Oui, si cela est acceptable de la part d'Anatole France, car, derrière ces mots, il y a une pensée fondée sur la connaissance de l'histoire et de la littérature, cela ne l'est pas de la part d'un pédagogue qui prétend remplacer la grammaire par l'observation des mots afin que l'élève puisse en déduire par lui-même la nature. Il est ainsi déconseillé au professeur de prononcer le mot « verbe » avant la deuxième partie de l'année scolaire en CP. N'est-il pas plus simple de dire à un enfant qu'on appelle verbe un mot qui porte l'action dans une phrase ? La différence entre la méthode inductive et la méthode déductive, c'est le nerf de la guerre, car c'est à partir de l'abandon progressif d'un enseignement logique et structuré que l'on se retrouve avec des enfants en carence qui ne maîtrisent pas la langue.
Or un enfant qui ne maîtrise pas la langue ne maîtrise ni la pensée, ni le monde. Il nourrit un sentiment de frustration et de rejet, qu'il exprimera plus tard d'une manière ou d'une autre.
Les méthodes pédagogiques d'apprentissage de la lecture doivent donc être revues, en se fondant sur l'évaluation des dispositifs existant sur le terrain. Des associations travaillent sur ces aspects, inventent des programmes, réfléchissent à des manuels scolaires progressifs. Je ne citerai que l'association SLECC, « Savoir lire, écrire, compter, calculer », et le GRIP, Groupe de recherche interdisciplinaire sur les programmes. En comparant les manuels produits par ces associations et les autres, on s'aperçoit facilement qu'il n'y a rien de complexe à se recentrer sur l'apprentissage des savoirs fondamentaux.
Bien évidemment, des arbitrages sont nécessaires. Il est important d'enseigner des problématiques comme la sécurité routière ou l'hygiène, mais là n'est pas la priorité. L'idée d'enseigner le français de manière transversale, dans toutes les matières, qui est restée en vogue pendant longtemps, est une aberration. Il ne sera jamais identique pour un enfant de se voir expliquer une règle de grammaire dans le cadre d'un autre cours, alors même qu'il essaie de se concentrer, et de suivre un véritable cours de français. Arrêtons de compliquer les choses ! Un enfant a besoin de simplicité, de logique. Allons voir sur le terrain les méthodes qui marchent. Les enseignants du groupe SLECC ont d'excellents résultats, et apprennent à lire à leurs élèves avant la fin du CP. Or, un enfant qui ne sait pas lire à la fin du CP a 80 % de chance d'être par la suite en difficulté scolaire, car c'est sur la base d'un socle solide de fondamentaux que l'on peut ensuite déployer les autres savoirs.
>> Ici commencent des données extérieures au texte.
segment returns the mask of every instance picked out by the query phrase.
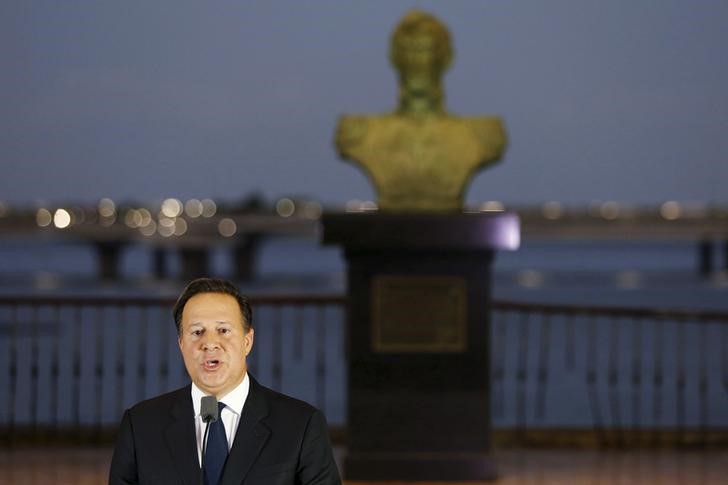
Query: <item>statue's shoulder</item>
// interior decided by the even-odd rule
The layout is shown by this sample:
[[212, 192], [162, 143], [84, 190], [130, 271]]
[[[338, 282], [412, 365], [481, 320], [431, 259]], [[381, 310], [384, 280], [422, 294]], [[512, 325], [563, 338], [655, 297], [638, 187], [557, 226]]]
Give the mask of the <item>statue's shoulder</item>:
[[500, 156], [508, 143], [506, 128], [499, 116], [473, 116], [461, 118], [467, 122], [482, 146], [494, 156]]

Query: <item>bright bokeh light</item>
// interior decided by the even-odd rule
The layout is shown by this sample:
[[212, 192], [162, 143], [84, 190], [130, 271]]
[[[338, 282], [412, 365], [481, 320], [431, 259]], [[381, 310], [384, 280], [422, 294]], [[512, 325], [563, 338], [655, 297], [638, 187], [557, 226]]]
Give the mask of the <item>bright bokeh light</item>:
[[296, 204], [289, 198], [282, 198], [276, 202], [276, 212], [281, 217], [291, 217], [296, 212]]
[[378, 207], [377, 207], [376, 202], [374, 202], [372, 200], [365, 200], [364, 202], [361, 203], [361, 205], [359, 206], [359, 209], [363, 210], [363, 211], [375, 211], [378, 209]]
[[164, 199], [162, 214], [167, 217], [177, 217], [182, 214], [182, 202], [178, 199]]
[[101, 199], [99, 201], [99, 215], [101, 217], [114, 217], [116, 219], [116, 204], [111, 199]]
[[681, 214], [682, 208], [680, 207], [680, 204], [674, 200], [667, 201], [660, 206], [660, 215], [663, 219], [667, 219], [668, 221], [679, 219]]
[[212, 199], [202, 199], [202, 217], [212, 217], [217, 213], [217, 204]]
[[560, 219], [564, 215], [564, 206], [561, 204], [561, 202], [551, 201], [546, 202], [541, 207], [541, 213], [546, 219], [549, 220], [556, 220]]
[[497, 200], [489, 200], [488, 202], [483, 202], [480, 204], [480, 211], [481, 212], [503, 212], [506, 210], [503, 203], [498, 202]]
[[185, 202], [185, 213], [195, 219], [202, 215], [202, 202], [197, 199], [190, 199]]
[[58, 229], [65, 229], [71, 225], [71, 214], [66, 209], [56, 209], [53, 214], [53, 225]]
[[224, 218], [217, 225], [217, 230], [224, 237], [232, 237], [238, 232], [238, 225], [230, 218]]
[[53, 215], [48, 209], [38, 209], [38, 211], [35, 213], [35, 222], [40, 227], [49, 226], [50, 223], [53, 222]]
Des générations entières sont aujourd'hui perdues. Comment faire pour limiter les dégâts ? L'essentiel est que tous les enfants puissent trouver, à l'école, des enseignements qui les nourrissent et répondent à leur quête de sens et de valeurs. Pour cela, nous devons rétablir des méthodes efficaces, dès le primaire. L'institution doit reprendre conscience de son rôle. Elle se doit également de transmettre un récit national, non pas un endoctrinement, qui ressasse les vieilles images d'Épinal, mais un roman national reconstruit en fonction de notre vision moderne. C'est de cette manière que l'école peut faire comprendre aux enfants, d'où qu'ils viennent, que ce pays est à eux, et que l'histoire de France, même si elle n'est pas celle de leurs parents, est néanmoins la leur, car leur avenir est en France. Si l'on imagine que l'on va favoriser la cohésion républicaine en enseignant aux enfants ce que l'on croit être leur histoire, on se trompe et on fait même preuve de mépris, car leur peuple est la France. Je vous donnerai l'exemple d'un de mes étudiants de l'université Léonard de Vinci, d'origine antillaise, qui, ayant reçu une mauvaise note sur un devoir d'histoire, m'avait assuré de pas avoir besoin de connaitre l'histoire de France car il connaissait déjà celle de son peuple, à savoir l'esclavage. C'est la démonstration que la société nationale est aujourd'hui fracturée !
Cela doit se décliner de manière très concrète dans les classes. Chaque mot que prononce un professeur, la façon de présenter une connaissance, un livre, un texte, a toute son importance. La consolidation des piliers de l'institution doit donc avant tout se traduire par un renforcement de la formation des professeurs.